# 6.4B: Flowcharts

In some teaching labs, a combination of spectroscopy and chemical tests are used in determination of an unknown. If available, an infrared spectrometer (Figure 6.39) is very useful in determining possible functional groups present in an unknown. The following flowcharts summarize key signals present in an IR spectrum, and chemical tests that can be used to support or narrow down structural identification.

## 1. $$\ce{O-H}$$ Bond

An $$\ce{O-H}$$ bond strongly absorbs infrared radiation over a broad range of wavenumbers ($$2400$$-$$3400 \: \text{cm}^{-1}$$), and has a characteristic shape in IR spectra. The specific range of absorption can be used to identify whether the $$\ce{O-H}$$ is part of an alcohol or carboxylic acid functional group: a broad absorption centering around $$3300 \text{cm}^{-1}$$ corresponds to an alcoholic $$\ce{O-H}$$ bond (Figure 6.40a), while a broader absorption centering around $$3000 \: \text{cm}^{-1}$$ corresponds to a carboxylic acid $$\ce{O-H}$$ bond (Figure 6.40b).

Chemical tests (pH and bicarbonate tests) can be done to support the identification of a carboxylic acid. Specific structural features of alcohols (primary, secondary, or tertiary) can be determined using a variety of chemical tests, as summarized by the flowchart in Figure 6.41.

## 2. Carbonyl, $$\ce{C=O}$$ Bond

The carbonyl bond absorbs infrared radiation very strongly and sharply in the $$1700 \: \text{cm}^{-1}$$ region (Figure 6.42). The specific wavenumber ($$1715 \: \text{cm}^{-1}$$ or $$1735 \: \text{cm}^{-1}$$ for example) often correlates well to a specific functional group (aldehyde, ketone, ester, amide, or carboxylic acid), but it is not uncommon for compounds to absorb outside of their "expected" range.

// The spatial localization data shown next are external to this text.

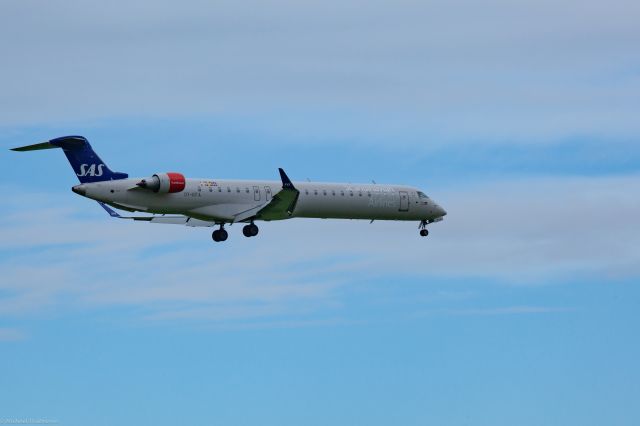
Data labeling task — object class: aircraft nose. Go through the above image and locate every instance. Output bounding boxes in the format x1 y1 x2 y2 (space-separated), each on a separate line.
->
72 184 86 196
435 204 447 217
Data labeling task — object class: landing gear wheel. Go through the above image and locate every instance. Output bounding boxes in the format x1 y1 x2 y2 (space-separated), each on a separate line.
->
212 226 228 242
243 223 259 237
420 229 429 237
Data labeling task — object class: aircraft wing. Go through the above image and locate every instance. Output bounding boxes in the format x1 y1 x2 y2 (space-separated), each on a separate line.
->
98 202 216 227
234 168 300 222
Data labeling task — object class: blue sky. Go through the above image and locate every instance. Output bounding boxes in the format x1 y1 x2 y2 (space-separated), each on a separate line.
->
1 1 639 425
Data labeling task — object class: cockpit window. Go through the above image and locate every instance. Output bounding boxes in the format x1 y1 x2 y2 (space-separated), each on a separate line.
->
417 191 430 199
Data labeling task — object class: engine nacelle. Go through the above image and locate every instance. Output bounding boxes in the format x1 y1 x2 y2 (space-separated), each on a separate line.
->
136 172 186 193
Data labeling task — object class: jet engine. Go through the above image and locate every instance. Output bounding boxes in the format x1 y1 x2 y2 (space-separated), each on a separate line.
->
136 172 186 193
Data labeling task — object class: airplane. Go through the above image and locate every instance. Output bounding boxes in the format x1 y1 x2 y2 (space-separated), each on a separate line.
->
11 135 447 242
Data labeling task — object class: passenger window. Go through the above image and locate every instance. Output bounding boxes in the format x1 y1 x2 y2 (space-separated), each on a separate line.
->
314 190 318 195
323 190 327 196
349 191 353 196
332 190 336 196
245 188 249 193
227 187 231 192
305 189 309 195
341 191 345 196
218 187 222 192
236 187 240 193
367 192 371 197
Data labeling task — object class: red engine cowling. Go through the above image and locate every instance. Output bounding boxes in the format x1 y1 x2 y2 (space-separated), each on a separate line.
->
136 172 186 193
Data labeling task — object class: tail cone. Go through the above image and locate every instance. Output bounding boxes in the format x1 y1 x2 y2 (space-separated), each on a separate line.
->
72 184 86 196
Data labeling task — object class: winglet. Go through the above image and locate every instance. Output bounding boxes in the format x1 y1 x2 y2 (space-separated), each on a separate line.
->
278 168 296 190
98 202 121 218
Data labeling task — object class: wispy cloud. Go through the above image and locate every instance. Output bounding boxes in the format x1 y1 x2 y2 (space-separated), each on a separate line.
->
0 0 638 143
0 174 638 327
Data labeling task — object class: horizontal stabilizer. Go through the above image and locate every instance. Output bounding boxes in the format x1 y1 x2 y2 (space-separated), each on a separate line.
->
10 141 57 152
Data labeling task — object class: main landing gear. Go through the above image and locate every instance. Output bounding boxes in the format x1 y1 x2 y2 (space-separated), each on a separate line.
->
419 220 430 237
242 222 259 238
212 225 228 242
211 223 260 242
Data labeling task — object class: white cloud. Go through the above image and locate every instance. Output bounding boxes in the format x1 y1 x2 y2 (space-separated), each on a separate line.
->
0 174 637 326
0 0 638 142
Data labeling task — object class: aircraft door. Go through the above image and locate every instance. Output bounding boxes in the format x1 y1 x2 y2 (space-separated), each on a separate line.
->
399 191 409 212
253 186 260 201
265 186 272 201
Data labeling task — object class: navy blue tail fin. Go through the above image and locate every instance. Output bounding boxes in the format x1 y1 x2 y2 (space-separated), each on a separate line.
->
24 136 128 183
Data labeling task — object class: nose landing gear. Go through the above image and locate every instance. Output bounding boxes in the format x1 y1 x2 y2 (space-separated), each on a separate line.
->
212 225 228 242
242 222 259 237
419 220 430 237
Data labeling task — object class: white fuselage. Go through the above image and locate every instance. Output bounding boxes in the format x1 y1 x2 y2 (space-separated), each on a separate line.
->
78 177 446 223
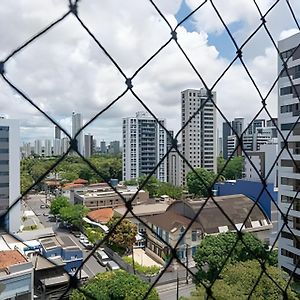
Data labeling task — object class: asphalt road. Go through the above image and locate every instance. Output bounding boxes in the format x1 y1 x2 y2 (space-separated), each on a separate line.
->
156 281 195 300
25 194 106 277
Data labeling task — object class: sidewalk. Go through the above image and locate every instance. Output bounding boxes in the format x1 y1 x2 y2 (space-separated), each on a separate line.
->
133 248 162 267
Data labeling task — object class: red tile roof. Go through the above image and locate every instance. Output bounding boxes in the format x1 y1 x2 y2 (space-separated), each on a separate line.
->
0 250 27 269
87 208 114 224
73 178 88 184
62 183 84 190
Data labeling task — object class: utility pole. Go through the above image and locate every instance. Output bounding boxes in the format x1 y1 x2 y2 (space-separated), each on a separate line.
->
186 244 189 284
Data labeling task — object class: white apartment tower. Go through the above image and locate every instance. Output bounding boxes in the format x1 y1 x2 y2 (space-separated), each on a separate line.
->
44 139 52 157
34 139 42 156
181 88 217 185
0 118 21 233
278 32 300 277
123 112 167 182
72 112 83 155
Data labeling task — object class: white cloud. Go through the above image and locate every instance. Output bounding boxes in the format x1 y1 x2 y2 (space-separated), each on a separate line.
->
0 0 299 145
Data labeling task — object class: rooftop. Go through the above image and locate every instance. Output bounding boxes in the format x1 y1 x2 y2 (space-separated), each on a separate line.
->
167 194 272 234
56 235 79 249
40 237 60 250
114 203 169 217
0 250 27 269
145 210 202 232
87 208 114 224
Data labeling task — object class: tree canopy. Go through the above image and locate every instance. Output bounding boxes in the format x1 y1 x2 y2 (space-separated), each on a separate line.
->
20 154 122 193
70 270 159 300
186 168 215 197
193 232 277 282
50 196 70 215
125 176 183 199
59 204 89 229
107 217 138 252
217 156 243 180
184 260 297 300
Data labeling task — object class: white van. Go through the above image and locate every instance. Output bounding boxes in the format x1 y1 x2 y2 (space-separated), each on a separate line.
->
95 250 110 265
106 260 120 271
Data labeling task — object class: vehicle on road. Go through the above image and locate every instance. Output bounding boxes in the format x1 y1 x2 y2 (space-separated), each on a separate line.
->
94 249 110 266
106 260 120 271
43 213 49 217
81 239 94 250
40 204 46 209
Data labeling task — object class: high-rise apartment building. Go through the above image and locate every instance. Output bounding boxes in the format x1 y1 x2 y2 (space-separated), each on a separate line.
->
248 119 265 134
109 141 120 154
181 88 217 185
61 137 69 154
231 117 245 136
54 125 61 140
0 118 21 233
21 142 31 158
100 141 106 154
84 134 93 158
44 139 52 157
278 32 300 277
72 112 83 154
122 112 167 182
53 139 62 156
34 139 42 156
222 122 231 159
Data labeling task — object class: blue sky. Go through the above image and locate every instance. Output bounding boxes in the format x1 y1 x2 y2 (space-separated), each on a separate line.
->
175 0 244 61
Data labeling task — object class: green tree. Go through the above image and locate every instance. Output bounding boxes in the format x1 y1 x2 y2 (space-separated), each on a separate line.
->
107 218 138 252
20 173 33 194
156 182 183 199
70 270 159 300
193 232 276 282
186 168 215 197
185 261 297 300
84 226 105 244
217 156 243 180
50 196 70 215
137 175 159 198
59 204 89 229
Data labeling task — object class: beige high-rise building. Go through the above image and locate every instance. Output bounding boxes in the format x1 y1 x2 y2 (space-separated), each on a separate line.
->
181 88 217 186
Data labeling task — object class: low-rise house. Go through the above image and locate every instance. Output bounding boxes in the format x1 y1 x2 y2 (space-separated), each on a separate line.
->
40 235 83 275
32 254 69 299
113 203 169 233
144 194 272 269
73 187 149 210
0 250 34 299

Chemical tests can be useful in narrowing down the specific functional group once a carbonyl bond is identified in an IR spectrum, as summarized by the flowchart in Figure 6.43.

## 3. Unsaturated Hydrocarbons (Alkenes, Alkynes, Aromatics)

Unsaturated compounds have the following characteristic signals in their IR spectrum:

Alkenes/Aromatics (Figure 6.44a):

• $$\ce{C-H}$$ stretch involving $$sp^2$$ hybridized carbon atom: medium strength signal slightly above $$3000 \: \text{cm}^{-1}$$, normally appearing as a shoulder on the $$\ce{C-H}$$ block of signals around $$3000 \: \text{cm}^{-1}$$.
• $$\ce{C=C}$$ stretch: medium strength signals in the $$1480$$-$$1680 \: \text{cm}^{-1}$$ region.

Alkynes (Figure 6.44b):

• $$\ce{C-H}$$ stretch involving $$sp$$ hybridized carbon atom (terminal alkynes only): strong, sharp signal around $$3300 \: \text{cm}^{-1}$$. This signal is in the same region as an $$\ce{O-H}$$ signal, but is much sharper.
• $$\ce{C \equiv C}$$ triple bond stretch: around $$2100 \: \text{cm}^{-1}$$, where few other signals occur. The signal is often weak, and may be absent if the compound is mostly symmetric about the triple bond.

Verification of the presence of an alkene or alkyne can be accomplished with the permanganate and bromine tests. Aromatic groups give no reaction in these tests.

## 4. Alkyl Halide

Presence of an alkyl halide is not obvious from an IR spectrum, as the $$\ce{C-X}$$ signals occur in the "fingerprint region" $$\left( < 1500 \: \text{cm}^{-1} \right)$$ and near the lower limit of the IR spectrum ($$\ce{C-Cl}$$ stretches occur at $$550$$-$$850 \: \text{cm}^{-1}$$ while $$\ce{C-Br}$$ stretches occur at $$515$$-$$690 \: \text{cm}^{-1}$$). However, several chemical tests can be used to verify the presence of halogens, the most reliable being the Beilstein test. Two other tests can be used to infer structural features (primary, secondary, tertiary), as shown by the flowchart in Figure 6.45.